Throughout most of man’s history with the dog, we focused on our furry companion ability to work alongside us, to make our lives easier. Once selective breeding began, we sought to find the best combinations that would produce offspring with the most suitable traits to any given task.
The vast majority of breeds that exist today originally performed some sort of function in order to make man’s life easier, though it may be as simple as a lap dog traded amongst nobility for comfort.
The Designer Breed
Recently, however, this began to change; no longer is every dog bred to perform a working function. Some breeds are simply combined because the owner thinks the result will be cute, interesting, or make them money when sold. These new ‘designer breeds’ are in high demand amongst enthusiasts throughout the globe!
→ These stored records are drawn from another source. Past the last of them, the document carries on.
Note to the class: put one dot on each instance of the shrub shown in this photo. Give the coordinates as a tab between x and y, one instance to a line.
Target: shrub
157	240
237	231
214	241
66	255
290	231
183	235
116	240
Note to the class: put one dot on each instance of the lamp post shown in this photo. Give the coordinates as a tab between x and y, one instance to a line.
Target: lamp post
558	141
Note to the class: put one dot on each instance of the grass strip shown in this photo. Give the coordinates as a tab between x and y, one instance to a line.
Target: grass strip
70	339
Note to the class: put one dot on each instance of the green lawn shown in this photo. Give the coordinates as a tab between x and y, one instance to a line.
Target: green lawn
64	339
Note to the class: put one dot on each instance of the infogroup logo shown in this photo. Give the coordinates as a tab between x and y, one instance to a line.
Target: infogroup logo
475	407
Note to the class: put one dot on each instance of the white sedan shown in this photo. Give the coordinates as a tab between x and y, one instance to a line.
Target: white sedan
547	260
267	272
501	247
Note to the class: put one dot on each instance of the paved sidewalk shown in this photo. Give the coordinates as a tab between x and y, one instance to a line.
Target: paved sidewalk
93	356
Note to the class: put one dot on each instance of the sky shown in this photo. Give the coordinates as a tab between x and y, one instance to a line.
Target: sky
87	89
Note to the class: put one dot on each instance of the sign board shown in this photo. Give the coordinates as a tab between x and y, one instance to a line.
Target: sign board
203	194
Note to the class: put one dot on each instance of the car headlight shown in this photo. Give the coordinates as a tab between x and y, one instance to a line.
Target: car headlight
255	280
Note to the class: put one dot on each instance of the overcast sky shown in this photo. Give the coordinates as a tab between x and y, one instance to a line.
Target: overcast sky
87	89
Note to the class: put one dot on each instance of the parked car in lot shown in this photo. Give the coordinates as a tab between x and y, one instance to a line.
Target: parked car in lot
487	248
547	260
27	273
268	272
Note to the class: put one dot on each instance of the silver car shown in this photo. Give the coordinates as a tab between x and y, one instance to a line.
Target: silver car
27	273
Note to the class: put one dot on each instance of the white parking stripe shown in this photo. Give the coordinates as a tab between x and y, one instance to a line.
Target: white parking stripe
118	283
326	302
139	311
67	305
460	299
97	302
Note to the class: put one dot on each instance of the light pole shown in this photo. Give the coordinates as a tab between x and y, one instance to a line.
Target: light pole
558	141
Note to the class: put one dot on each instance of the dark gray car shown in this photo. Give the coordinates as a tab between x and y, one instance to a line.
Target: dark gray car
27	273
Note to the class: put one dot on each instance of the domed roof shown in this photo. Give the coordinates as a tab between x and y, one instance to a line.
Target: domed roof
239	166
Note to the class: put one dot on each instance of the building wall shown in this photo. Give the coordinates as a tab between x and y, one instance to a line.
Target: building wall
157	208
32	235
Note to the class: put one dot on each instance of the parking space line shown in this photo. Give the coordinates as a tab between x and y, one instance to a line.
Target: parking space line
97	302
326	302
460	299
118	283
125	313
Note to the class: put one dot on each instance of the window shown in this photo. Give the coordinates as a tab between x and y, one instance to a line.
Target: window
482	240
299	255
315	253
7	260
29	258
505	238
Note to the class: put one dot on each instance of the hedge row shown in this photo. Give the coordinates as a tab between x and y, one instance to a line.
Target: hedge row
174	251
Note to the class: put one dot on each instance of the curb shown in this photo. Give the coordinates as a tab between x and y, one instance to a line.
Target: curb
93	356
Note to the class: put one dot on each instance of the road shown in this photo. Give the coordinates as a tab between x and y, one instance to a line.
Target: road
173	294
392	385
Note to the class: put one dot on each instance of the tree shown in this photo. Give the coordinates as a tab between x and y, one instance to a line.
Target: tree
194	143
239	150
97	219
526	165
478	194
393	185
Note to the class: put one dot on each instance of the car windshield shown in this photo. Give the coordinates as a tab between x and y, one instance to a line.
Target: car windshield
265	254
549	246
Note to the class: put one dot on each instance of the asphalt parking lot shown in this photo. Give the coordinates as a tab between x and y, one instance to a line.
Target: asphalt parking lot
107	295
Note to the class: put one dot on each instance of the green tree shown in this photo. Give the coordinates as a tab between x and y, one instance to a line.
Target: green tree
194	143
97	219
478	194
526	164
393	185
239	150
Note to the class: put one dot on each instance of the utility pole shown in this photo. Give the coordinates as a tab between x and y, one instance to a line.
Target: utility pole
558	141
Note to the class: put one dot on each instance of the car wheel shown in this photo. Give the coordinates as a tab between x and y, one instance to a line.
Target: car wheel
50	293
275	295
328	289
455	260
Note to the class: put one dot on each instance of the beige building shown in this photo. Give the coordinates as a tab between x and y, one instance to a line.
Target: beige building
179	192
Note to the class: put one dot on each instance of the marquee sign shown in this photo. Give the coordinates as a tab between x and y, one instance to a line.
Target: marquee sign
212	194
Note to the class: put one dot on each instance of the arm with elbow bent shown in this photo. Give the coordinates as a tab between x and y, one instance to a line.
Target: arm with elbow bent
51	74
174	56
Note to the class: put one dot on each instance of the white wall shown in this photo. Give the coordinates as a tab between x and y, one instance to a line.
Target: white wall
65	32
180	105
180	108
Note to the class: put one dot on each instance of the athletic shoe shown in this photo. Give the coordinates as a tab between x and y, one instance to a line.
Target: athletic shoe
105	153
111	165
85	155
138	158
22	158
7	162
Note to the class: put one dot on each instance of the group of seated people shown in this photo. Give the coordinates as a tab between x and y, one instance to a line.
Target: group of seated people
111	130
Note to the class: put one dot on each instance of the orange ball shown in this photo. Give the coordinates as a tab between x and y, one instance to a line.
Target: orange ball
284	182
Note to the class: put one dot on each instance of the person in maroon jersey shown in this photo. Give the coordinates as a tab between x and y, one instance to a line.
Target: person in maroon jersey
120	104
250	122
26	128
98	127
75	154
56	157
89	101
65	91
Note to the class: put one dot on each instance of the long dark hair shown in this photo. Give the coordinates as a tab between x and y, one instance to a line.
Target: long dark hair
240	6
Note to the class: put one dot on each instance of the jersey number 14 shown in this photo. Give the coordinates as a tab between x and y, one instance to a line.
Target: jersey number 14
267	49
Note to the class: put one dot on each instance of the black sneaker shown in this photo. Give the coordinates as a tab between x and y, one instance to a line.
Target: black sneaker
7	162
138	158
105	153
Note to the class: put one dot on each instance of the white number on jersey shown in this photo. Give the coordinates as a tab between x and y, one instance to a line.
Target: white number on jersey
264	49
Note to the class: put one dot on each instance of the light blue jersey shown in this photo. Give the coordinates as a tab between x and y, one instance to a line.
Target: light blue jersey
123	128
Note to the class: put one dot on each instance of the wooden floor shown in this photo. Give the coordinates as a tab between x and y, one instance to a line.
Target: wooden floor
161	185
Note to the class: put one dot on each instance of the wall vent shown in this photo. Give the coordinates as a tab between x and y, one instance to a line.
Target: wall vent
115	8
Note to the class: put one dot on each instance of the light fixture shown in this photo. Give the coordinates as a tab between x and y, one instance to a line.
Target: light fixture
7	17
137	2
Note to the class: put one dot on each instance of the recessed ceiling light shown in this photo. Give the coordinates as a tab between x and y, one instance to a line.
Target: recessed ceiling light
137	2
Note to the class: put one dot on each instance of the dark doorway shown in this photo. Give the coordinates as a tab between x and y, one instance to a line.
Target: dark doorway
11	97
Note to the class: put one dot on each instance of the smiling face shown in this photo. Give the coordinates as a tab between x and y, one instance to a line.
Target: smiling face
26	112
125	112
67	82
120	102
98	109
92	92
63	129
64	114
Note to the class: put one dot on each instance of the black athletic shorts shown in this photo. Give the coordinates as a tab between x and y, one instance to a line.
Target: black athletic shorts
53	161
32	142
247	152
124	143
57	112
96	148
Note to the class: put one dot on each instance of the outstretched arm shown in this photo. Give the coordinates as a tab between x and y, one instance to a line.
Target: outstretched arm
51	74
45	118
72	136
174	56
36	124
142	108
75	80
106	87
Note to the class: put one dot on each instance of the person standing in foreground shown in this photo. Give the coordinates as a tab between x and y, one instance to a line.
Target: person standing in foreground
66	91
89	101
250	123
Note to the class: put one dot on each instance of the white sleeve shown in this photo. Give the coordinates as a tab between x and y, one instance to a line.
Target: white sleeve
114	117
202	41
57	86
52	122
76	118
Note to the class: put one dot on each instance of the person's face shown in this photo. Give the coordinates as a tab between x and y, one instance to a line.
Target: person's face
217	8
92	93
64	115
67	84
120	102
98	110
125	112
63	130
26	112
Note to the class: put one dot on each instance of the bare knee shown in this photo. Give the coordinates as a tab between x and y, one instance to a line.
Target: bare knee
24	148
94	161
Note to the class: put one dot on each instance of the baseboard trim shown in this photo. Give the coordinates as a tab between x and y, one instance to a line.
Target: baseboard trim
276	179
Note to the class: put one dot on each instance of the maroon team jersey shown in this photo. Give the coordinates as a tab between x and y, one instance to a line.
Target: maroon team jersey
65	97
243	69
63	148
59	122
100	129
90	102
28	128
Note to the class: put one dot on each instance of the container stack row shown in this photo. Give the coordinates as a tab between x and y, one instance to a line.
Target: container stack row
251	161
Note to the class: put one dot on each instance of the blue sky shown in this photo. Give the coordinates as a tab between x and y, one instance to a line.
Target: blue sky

Unfortunately, this often leads to health concerns or medical problems due to inexperienced breeding.
Conclusion: The Population Crisis
The pet industry has become an enormous, money making giant! Between breeding, training, pet toys, veterinary care, boarding, transport, sports, and nearly anything else you can think of, there is almost any opportunity for an entrepreneur to profit. Sadly, this has led to over a million healthy and well behaved dogs being destroyed annually in the US alone.
Large scale breeding has become popular- there is opportunity for profit in the breeding and sale of dogs. Though they are often raised in poor conditions, governments allow this to continue due to the revenue it ultimately puts in the economy. The sad fact is- we simply can't support the outrageous number of animals born. Not enough shelters exist to house homeless animals, and the money simply isn't their for their care.
So, in order to combat the problem we ourselves have created, and promote health/safety from overpopulation, excess animals are often simply put to death. We've gone a long way from those first dog species of 14,000 years ago!